My son had his first Homecoming Dance, tonight. I had never been to one, myself, so I wasn't sure what etiquette called for as far as getting a corsage for his girlfriend. I checked around on-line and the best I got was that it wasn't required, but what girl doesn't like flowers? Right? Remembering that the only major dance I went to in high school was my junior prom, where my date forgot to bring me a corsage, I decided the girlfriend was getting one, period.
We didn't know what color dress she would be wearing, she just bought it today, and I wanted to order the corsage in advance. So I went with a neutral wristlet, 2 white roses, white opaque ribbon neither silver or gold, just in case. It was really very lovely.
I took my son shopping for his outfit, today. After 2 hours, he finally decided on black dress pants with a subtle stripe, just a little long so they bag at the bottom, a white button down shirt in a little more relaxed style than a traditional oxford, a black tie with a silver stripe, and his black dress shoes that he wears to school. He looked very much the part of a sharp dressed young man. I was gushing over him like a retard. That's what I do.

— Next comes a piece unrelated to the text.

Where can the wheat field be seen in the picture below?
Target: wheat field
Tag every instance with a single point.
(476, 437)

Having no idea what the other was wearing, the girlfriend bought a black dress with silver accents and a white sash. They are going to look great together.
I had asked him in advance if he wanted to take his girlfriend out for dinner, before the dance, my treat. No. Well, can we go to her house and give her the corsage so her mom and I can take pictures? No. Can I get out of the car at the school and take pictures of you together? No. Will you take my camera and have someone take a picture of you together for me? No. Can I at least get a couple of pictures of you before I drive you to the school? Okay, but I'm not going to smile, and you better not post the picture on your blog. Will you hold the corsage while I take a picture of you? No. Okay, don't forget to open doors for her, and stuff.

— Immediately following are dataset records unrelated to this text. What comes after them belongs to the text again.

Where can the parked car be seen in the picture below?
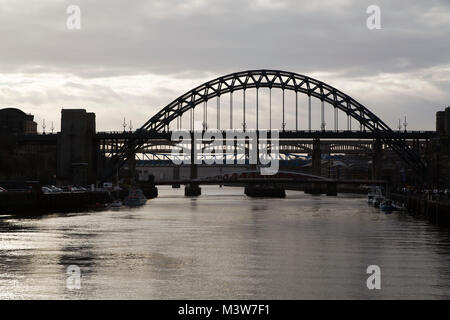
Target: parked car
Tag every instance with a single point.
(53, 188)
(46, 190)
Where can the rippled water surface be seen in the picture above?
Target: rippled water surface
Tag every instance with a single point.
(224, 245)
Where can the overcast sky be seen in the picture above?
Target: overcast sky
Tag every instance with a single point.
(131, 58)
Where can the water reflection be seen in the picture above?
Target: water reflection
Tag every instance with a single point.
(224, 245)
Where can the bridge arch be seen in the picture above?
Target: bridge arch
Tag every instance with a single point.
(263, 78)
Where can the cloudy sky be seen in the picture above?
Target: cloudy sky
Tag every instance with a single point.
(131, 58)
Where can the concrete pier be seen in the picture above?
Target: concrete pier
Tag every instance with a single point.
(192, 190)
(418, 205)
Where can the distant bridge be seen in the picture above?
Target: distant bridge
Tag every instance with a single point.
(223, 88)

I drove him to the school where his girlfriend was supposed to be meeting him outside (thank God it finally stopped raining for a while). He knew in advance that a lot of his friends were going stag. If you go stag, you don't have a date to buy a corsage for. None of the girls were wearing one. NONE.
The following is a conversation between my son and I, with a little paraphrasing thrown in because I can never remember exactly what was actually said (I'm not great on the short term memory thing): "Mom, no one is wearing a corsage." "I know, honey, but maybe all those people are going stag. You are lucky enough to have your girlfriend as a date. You cannot go wrong giving a girl flowers." "But mom, what if I walk in there carrying a corsage and it was totally the wrong thing to do at a semi-formal? I'm going to feel so gay." "Or, honey, you are going to look like the confident young man you are that is bringing his date a corsage. I paid fifteen dollars for this corsage, please don't let it go to waste." "Mom, I'll pay you back for it if you don't make me bring it in." Silence, silence, people watching, silence. "Baby, I'm not going to make you do anything that you don't want to do. It is your choice."
The child stares at me trying to ascertain whether this is just another of my Jedi mind tricks. How much guilt is he going to have to endure by actually getting out of the car without the corsage? "Go, baby, have a good time." He continues to stare at me. "Have a great time, I love you, now GO." He gets out of the car, without the corsage, off to take another step toward adulthood. Another decision toward his independence.
As I drove out of the school's parking lot, I thought a lot about what had just transpired. I have been both his mother and his father since he was born. I have mostly tried my best, with not always the best results. He has seen me at my worst when I wasn't capable of keeping it away from him. I am hoping beyond hope that he will be a good man, building on what I have taught him. I am hoping that he will be a good man because of me, because of how I tried to raise him, and also despite the many failures I have made as a mother.
I hope he had a really great time at the dance, that he mingled with his friends, and slow danced with his girlfriend. I hope that he is building a foundation of his own that is stronger than the one that I had. I hope that his life is going to better, that is what I am busting my ass for. He is going to be a better person than I could ever hope to be.
While we're waiting for the results to come in, would anyone like a really pretty corsage that is just going to rot in my fridge for weeks to come before I can bear to throw it away? Otherwise, I'm going to have to wear it on my wrist for the rest of the weekend.
As you can see on the left, my son helped me figure out how to convert the picture to HTML, so if you would like to share the corsage, let me know and I will send it to you. It can be like the sisterhood of the shared corsage. Yes, I do know how queer I am.